Que essa mulher fique solteira, porque não encontrou o companheiro ao qual lhe seria grato ligar o seu destino, ou que, encontrando-o, seja sentimentalmente feliz, que temos nós com isso?

Por acaso nos preocupa a vida conjugal do politico A. ou do artista B.?

O maior erro do homem é, a meu ver, estar convencido de que a mulher nasce e existe só para o seu prazer e encanto. Partindo deste principio, é claro que não nos encontraremos nunca, visto eu pensar de modo tão contrario.

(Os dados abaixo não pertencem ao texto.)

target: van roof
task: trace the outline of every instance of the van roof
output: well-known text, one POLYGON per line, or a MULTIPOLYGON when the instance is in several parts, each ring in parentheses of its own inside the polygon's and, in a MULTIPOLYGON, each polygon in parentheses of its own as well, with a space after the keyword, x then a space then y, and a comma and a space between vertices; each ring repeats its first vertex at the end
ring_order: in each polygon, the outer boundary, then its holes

A mulher, como o homem, nasce para si mesma. Tanto um como o outro fazem parte da sociedade, de que são factores igualmente imprescendiveis, que se não comprehenderia nem sequer existiria sem a união dos dois sexos, mas na qual individuos isolados podem coexistir igualmente, decentes, honestos e respeitaveis—quando muito pagando maior contribuição, como querem alguns economistas francêses...

Quando digo que não temos nada com a vida sentimental de cada um, não quero dizer que a mulher case por ambição monetaria ou intelectual, se é exatamente para a livrar dessa baixesa que a desejamos independente pelo seu trabalho, quando o não seja pela fortuna, e mais independente ainda pela razão que a torne um ente de consciencia justa.

Diz V. Ex.a que é o amôr que salva a mulher?!...

Efectivamente, por muito amar se salvou uma—a biblica Magdalena.

Mas não é desse amôr que se trata, dirá, é do amôr puro e honesto da mulher honesta por temperamento, educada e instruida, que escolhe com toda a liberdade do seu coração e do seu espirito o homem que lhe agrada.

Ora não é esta mulher assim elevada, assim honesta, assim livre na sua escolha, a que, pelo mais futil motivo, irá mudar de afecto, enredar-se em aventuras galantes, para as quais geralmente não tem vocação, e que podem preencher a existencia duma frívola e ignorante criaturinha cheia de vaidades e que no triumfo dessas vaidades tem os seus unicos gosos intelectuaes.